Transcoding temp on ssd is pointless.
Unless you use disks that are the speed of floppy disks, any old 500 gig hdd will work.
the bottleneck is not the transcoded temp, but either your cpu, or your upload bw.
RAM disk is not for speed, but to avoid write wear on ssd system/plex data volumes.
And you should only use RAM disk of 16+ gig (or much more for many streams or dvr recording).
The simple way to see if your m2 are failing/slowing from write wear, is point the transcoding temp somewhere else.
Yeah i don’t know about all that.
Will transcoding to a HDD work? Of course. Is it going to have the same real world performance as transcoding to an SSD? Not a chance.
Even the highest rated consumer HDDs don’t come near rated specs in real world tests. My WD Gold Helium HDDs rank at the top of user benchmark and they don’t even crack 200MBps sequential read/write. Those were $320/piece pre-COVID, so there’s not a chance I’d put something that high end in for a transcoding HDD. Reds and Blues barely crack 100MBps, if even that. That’s not even enough to saturate a 1 Gbit LAN, and I’m setting up 2.5Gbit LAN throughout my house.

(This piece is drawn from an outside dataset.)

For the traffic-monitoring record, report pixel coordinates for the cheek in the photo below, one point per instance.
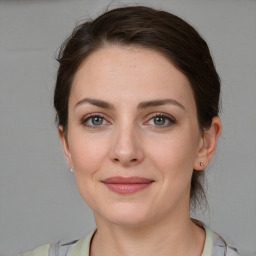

Cache is way too small to handle a large transcoding task, and then spin up time becomes an issue real quick. Reds, being a low power HDD, can take up to 6s to reach peak RPM. The more discs, the longer it’ll take. The larger the discs, the longer it’ll take. That’s why I was thinking small capacity 2.5" HDD if I did do a HDD transcoding drive. I know a few seconds doesn’t sound like much, but it gets old fast. I ran transcoding off a mechanical disc when i first setup my PMS, and I dealt with all these issues. However that was a larger capacity Blue that was being shared.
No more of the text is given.